Large and complex organizations maintain a strategic focus on processes and systems to manage their workforce. Despite being one of the largest expenditure items, workforce expenditures are typically neglected and left to finance to manage with a complex set of spreadsheets. Oftentimes there is not enough collaboration between HR and finance groups, leaving a huge disconnect between people and dollars. Greater control and a true picture of payroll dollars are more important than ever with organizational growth, changing priorities, budgetary constraints, and other factors that influence the workforce. Organizations typically create personnel budgets annually. Circumstances change during the course of the year which often require an up-to-date cost analysis, forecasting, and what-if scenarios to be able to respond effectively to operational changes. While in most organizations annual payroll budget numbers are already tough to crunch; weekly, monthly or quarterly payroll forecasts are almost never practiced.
Modern organizations need to transform their financial paradigm in a way that will result in more dynamic and accurate expenditure projections, especially as they relate to workforce. Management can properly forecast pay and personnel related costs once positions and their attributes, pay rates, step and grade adjustments, re-classifications, longevity tables, benefits, taxes, overtime, union negotiated rates, requests for new positions, temporary labor, merit increases, special pays, vacancies, Cost of Living Adjustments (COLA), foreign currency impacts, and many other inputs and drivers are collected, processed, analyzed and included into the overall projections.
Workforce budgeting relies heavily on accurate data from many systems which is often manually entered into MS Excel, MS Access, or other home grown tools to perform analysis and budgeting.
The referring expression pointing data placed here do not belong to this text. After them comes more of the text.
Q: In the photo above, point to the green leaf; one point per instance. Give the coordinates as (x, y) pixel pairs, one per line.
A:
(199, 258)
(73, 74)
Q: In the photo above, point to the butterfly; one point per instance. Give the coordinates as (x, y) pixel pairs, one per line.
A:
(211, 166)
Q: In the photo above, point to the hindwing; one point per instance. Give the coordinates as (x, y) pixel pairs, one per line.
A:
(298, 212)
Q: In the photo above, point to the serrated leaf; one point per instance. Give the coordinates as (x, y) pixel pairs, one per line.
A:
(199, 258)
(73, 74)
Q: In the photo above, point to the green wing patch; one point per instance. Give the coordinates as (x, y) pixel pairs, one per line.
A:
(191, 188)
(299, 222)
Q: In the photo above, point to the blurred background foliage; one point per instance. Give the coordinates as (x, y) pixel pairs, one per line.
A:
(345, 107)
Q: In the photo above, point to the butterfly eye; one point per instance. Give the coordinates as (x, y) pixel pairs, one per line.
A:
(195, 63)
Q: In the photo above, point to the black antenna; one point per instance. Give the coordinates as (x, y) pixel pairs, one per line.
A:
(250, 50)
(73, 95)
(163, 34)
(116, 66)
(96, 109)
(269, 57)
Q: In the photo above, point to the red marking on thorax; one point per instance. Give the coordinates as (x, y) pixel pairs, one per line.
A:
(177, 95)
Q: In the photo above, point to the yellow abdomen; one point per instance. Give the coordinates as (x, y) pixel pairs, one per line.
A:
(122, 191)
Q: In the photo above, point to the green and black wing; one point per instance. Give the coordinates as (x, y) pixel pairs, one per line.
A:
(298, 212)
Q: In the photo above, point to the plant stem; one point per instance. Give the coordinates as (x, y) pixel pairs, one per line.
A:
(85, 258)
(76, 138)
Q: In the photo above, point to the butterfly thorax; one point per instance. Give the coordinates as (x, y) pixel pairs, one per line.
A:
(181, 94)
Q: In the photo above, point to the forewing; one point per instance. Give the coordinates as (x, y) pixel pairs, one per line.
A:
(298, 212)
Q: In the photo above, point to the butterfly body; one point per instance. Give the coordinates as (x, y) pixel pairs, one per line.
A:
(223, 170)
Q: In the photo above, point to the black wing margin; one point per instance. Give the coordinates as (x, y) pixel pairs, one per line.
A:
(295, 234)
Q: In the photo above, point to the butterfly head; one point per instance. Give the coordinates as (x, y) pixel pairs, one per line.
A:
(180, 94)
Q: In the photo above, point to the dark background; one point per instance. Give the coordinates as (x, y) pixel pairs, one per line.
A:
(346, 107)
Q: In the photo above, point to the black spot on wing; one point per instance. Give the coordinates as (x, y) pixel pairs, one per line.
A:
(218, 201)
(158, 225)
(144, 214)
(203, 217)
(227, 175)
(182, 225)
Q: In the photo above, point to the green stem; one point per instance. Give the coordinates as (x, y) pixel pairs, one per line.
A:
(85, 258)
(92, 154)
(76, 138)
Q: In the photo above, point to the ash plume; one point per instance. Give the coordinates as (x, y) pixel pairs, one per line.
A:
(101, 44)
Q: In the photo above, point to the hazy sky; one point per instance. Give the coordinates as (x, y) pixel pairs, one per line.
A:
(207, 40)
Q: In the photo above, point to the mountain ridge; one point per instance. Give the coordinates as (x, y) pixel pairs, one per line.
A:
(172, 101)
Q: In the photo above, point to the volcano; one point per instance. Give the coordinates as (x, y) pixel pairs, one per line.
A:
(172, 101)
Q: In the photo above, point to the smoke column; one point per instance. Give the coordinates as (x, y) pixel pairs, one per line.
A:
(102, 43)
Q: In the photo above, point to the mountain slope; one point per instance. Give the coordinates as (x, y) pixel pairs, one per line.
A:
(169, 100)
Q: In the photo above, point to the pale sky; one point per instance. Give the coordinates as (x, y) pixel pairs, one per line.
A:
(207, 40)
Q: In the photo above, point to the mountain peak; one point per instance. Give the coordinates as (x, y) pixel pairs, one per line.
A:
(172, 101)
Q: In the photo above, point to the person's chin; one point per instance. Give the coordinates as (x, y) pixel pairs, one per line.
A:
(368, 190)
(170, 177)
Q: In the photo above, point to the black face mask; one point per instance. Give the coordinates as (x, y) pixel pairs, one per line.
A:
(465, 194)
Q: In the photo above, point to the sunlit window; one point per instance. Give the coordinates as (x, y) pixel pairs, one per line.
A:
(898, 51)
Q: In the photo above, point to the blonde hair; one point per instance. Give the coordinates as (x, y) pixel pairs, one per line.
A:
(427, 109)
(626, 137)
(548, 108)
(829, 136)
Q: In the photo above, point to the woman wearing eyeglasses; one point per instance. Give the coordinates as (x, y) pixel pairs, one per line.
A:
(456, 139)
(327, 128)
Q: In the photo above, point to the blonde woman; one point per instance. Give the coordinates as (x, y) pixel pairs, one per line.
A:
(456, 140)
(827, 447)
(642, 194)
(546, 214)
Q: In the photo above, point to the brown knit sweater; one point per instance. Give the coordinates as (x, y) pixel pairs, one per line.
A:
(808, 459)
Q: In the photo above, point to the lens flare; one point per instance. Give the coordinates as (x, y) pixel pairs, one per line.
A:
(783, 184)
Such custom tools lack real-time data integration and the ability to combine & model data from all needed systems (e.g. payroll, HR, finance, time & expense, scheduling systems, etc.) in order to provide a comprehensive view of headcount, salary, performance and financials. They are also prone to error, difficult to maintain, and offer no analytical power to run complex analyses and what-if simulations.
Modern budgeting systems can help address these challenges by automating interfaces to all required data sources, modeling heterogeneous data into a comprehensive database, automating driver-based planning tasks, helping to create reports, visualizations, and what-if drills. By investing into modern systems and approaches, organizations can drastically improve capabilities to forecast their most valuable and expensive strategic asset — their workforce!